We found that the ICARUS portion of the ISCCP simulator does indeed facilitate comparisons between observed and simulated cloud top pressures by adjusting some portion of the simulated high-topped and low-topped clouds into the middle-troposphere (Figure 1). In particular, optically thin cirrus that are transmissive in the infrared are found by ISCCP to occur at pressures higher (lower in height) than what is observed by the millimeter-wavelength cloud radar (MMCR). This feature is correctly characterized by the simulator algorithm and causes the comparison in Figure 1 to significantly improve.

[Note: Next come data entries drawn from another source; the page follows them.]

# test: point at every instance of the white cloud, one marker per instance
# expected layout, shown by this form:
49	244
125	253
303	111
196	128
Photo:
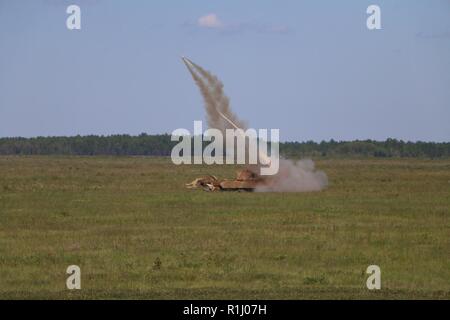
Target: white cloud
210	21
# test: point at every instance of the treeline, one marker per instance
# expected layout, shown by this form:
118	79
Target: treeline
161	145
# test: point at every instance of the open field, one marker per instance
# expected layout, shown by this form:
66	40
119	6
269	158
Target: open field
136	232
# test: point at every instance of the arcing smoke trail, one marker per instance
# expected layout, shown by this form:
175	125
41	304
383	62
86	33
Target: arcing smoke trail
215	99
299	176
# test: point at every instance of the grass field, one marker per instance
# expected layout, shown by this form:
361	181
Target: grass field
136	232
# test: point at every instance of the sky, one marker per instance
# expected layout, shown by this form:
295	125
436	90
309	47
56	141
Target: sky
310	68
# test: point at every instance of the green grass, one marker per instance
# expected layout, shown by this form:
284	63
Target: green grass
136	232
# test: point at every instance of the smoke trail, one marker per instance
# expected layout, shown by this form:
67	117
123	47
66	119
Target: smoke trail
214	97
299	176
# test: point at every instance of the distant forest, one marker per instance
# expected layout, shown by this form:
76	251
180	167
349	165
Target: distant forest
160	145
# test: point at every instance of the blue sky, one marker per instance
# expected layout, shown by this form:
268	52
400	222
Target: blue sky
310	68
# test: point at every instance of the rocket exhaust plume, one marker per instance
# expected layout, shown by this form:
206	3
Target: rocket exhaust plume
299	176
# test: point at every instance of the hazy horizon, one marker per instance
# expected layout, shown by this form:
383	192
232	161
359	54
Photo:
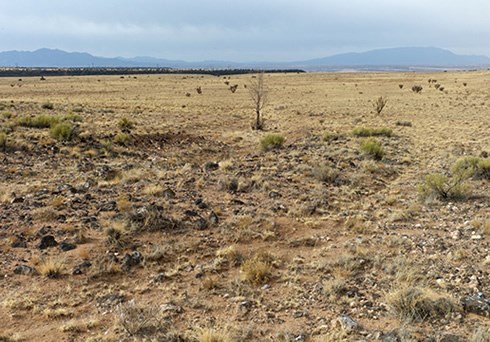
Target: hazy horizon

However, we found that the optical depth derived (and observed by the multifilter rotating shadowband radiometer [MFRSR]) did not agree with ISCCP (Figure 2 lower row, center). While there is significant scatter in the comparisons, we found that very often the optical depths reported by ISCCP are less than that retrieved from remote sensing data and derived from MFRSR data. This result is not new. Also shown are similar comparisons to ISCCP done by Qilong Min and collaborators in 1996 (lower left plot) and by Howard Barker (lower right plot) in 1998. This optical depth bias results in additional uncertainty in comparisons between ISCCP and any simulations of ISCCP by the ISCCP simulator algorithm. A more careful evaluation of the discrepancies show that were a model to predict the actual occurrence of clouds with the same accuracy as a cloud radar and then the model made reasonable diagnostic interpretations of the column radiative properties, agreement with satellite derived results after applying the ISCCP simulator would be successful in only approximately 1/2 to 2/3 of cases, depending on the cloud type.

Additional work to investigate the source of this bias seemed to point at the variability in the cloud field resulting in potentially biased satellite retrievals of optical depth. In essence, the more variable the cloud field, the lower the satellite-retrieved optical depth becomes relative to the actual mean optical depth of the pixel due to nonlinearities between radiance and optical depth.

We conclude that, given a profile of thermodynamics and cloud properties, the ICARUS algorithm in the ISCCP Simulator accurately simulates the cloud top pressure that ISCCP would retrieve from satellite data. However, the optical depths retrieved from satellite reflectances, especially for larger pixels and high optical depths, are subject to bias due to inhomogeneities in the cloud fields. Our recommendations are that models should be compared to ground-based measurements of optical depth as well as satellite measurements. Additional work will be needed to devise a means of simulating the ISCCP optical depth based on assumed, measured, or modeled cloud field statistics.